Estudo analisa implicações de megaprojetos de infra-estrutura


Publicação alerta para impactos sócio-ambientais de treze projetos prioritários, previstos na IIRSA e no PAC, em possíveis zonas de conflito.

Quase metade da área das unidades de conservação do país será afetada diretamente por projetos de infra-estrutura nacionais e intercontinentais, a maior parte na Amazônia brasileira. Essa é uma das conclusões de análise inédita da Ong Conservação Internacional (CI-Brasil), lançada no dia 2 de maio, na terceira edição de sua revista eletrônica, Política Ambiental. A publicação, que estará disponível para download no site da CI-Brasil, oferece um panorama das implicações sócio-ambientais dos grandes projetos previstos e em andamento na Iniciativa de Integração Regional Sul-americana (IIRSA) e de obras relacionadas que fazem parte do Plano Plurianual (PPA) e do Programa de Aceleração do Crescimento (PAC) do Governo Federal.

O estudo deteve-se sobre 13 projetos, em desenvolvimento ou já concluídos, que se inserem em áreas fundamentais para a proteção da diversidade biológica no país. Também identifica as zonas de possíveis conflitos nas quais os projetos provocam intensas mudanças no cenário futuro por atuarem sobre regiões relativamente intactas e estarem sobrepostos em várias obras e em locais estratégicos para o escoamento da produção. As áreas afetadas são incipientes em termos de organização social e marcadas pela ausência de governança, sendo precárias a presença efetiva do Estado e a participação das comunidades nos processos decisórios. “Além de alertar para os impactos, o estudo objetiva apontar caminhos para o desenvolvimento regional com sustentabilidade”, explica o diretor de Política Ambiental da CI-Brasil, Paulo Gustavo Prado.

Para avaliar o impacto dos projetos, foi desenvolvida uma análise de território levando em conta as áreas de influência das obras, as unidades de conservação e as chamadas áreas prioritárias para a conservação, recentemente revisadas pelo Ministério do Meio Ambiente. Conforme o estudo, a área total de influência das obras será de 2,5 milhões de quilômetros quadrados, atingindo 137 unidades de conservação, 107 terras indígenas e 484 áreas prioritárias para a conservação da biodiversidade brasileira. Entre os biomas, o mais afetado será a Amazônia.
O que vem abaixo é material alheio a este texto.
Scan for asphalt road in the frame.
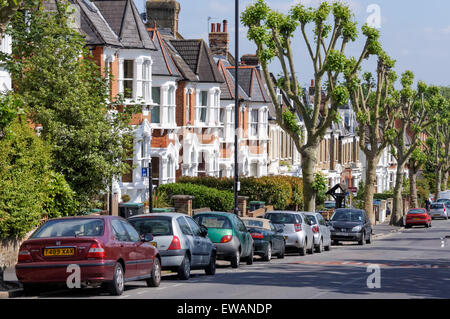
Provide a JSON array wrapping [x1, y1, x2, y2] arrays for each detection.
[[17, 220, 450, 299]]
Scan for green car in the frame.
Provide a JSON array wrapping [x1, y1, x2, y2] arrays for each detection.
[[193, 212, 255, 268]]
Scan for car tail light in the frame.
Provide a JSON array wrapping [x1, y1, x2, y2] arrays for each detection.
[[87, 243, 106, 259], [18, 250, 31, 263], [220, 235, 233, 244], [168, 236, 181, 250], [251, 233, 264, 239]]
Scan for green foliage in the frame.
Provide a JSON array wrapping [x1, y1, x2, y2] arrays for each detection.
[[158, 183, 234, 212], [43, 172, 79, 218], [1, 0, 136, 205], [0, 119, 51, 238]]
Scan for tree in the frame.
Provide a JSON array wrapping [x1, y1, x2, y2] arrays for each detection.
[[345, 50, 397, 223], [241, 0, 380, 211], [389, 71, 443, 226], [2, 0, 136, 204]]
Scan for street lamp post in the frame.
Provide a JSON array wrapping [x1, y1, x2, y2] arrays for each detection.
[[234, 0, 239, 215]]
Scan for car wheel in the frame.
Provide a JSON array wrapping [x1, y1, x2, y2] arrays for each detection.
[[277, 242, 286, 259], [247, 246, 255, 265], [316, 238, 323, 254], [205, 251, 216, 276], [359, 232, 366, 246], [178, 254, 191, 280], [263, 243, 272, 261], [146, 257, 161, 287], [108, 262, 125, 296], [231, 250, 241, 268]]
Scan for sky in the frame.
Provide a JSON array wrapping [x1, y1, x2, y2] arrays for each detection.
[[135, 0, 450, 86]]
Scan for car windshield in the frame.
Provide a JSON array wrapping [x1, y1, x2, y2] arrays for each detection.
[[194, 215, 232, 229], [408, 209, 425, 214], [129, 216, 173, 237], [31, 218, 105, 238], [242, 219, 269, 229], [331, 210, 363, 222], [266, 213, 297, 224]]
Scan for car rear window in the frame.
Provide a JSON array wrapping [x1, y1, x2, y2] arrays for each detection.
[[266, 213, 298, 224], [128, 216, 173, 237], [31, 218, 105, 238], [331, 210, 364, 222], [194, 215, 232, 229], [242, 219, 270, 229], [408, 209, 425, 214]]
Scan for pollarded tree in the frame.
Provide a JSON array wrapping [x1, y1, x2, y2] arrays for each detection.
[[389, 71, 443, 226], [345, 52, 397, 223], [241, 0, 380, 211]]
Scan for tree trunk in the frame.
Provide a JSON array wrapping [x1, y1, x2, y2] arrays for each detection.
[[434, 167, 442, 201], [408, 163, 419, 208], [390, 163, 403, 226], [364, 156, 379, 225], [302, 146, 317, 212]]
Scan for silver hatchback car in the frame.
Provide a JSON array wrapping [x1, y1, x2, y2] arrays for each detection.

Somente neste domínio, 322 áreas entre as mais ricas em espécies amazônicas estarão expostas a pressões antrópicas.

Dois pesos, duas medidas - Prado ressalta que apesar de os projetos serem planejados em conjunto para a ligação regional e intercontinental, o mesmo não acontece em relação aos impactos, que são vistos sob a ótica pontual de cada obra, como se não tivessem relações entre si na escala regional. Essa fragmentação ocorre ainda no âmbito de cada projeto, dificultando o reconhecimento das implicações ambientais e sociais. Um exemplo foi o parcelamento do EIA/RIMA do Complexo Hidrelétrico do Rio do Madeira, no qual foram omitidas as linhas de transmissão, o que gerou recente ação do Ministério Público com pedido de anulação do licenciamento.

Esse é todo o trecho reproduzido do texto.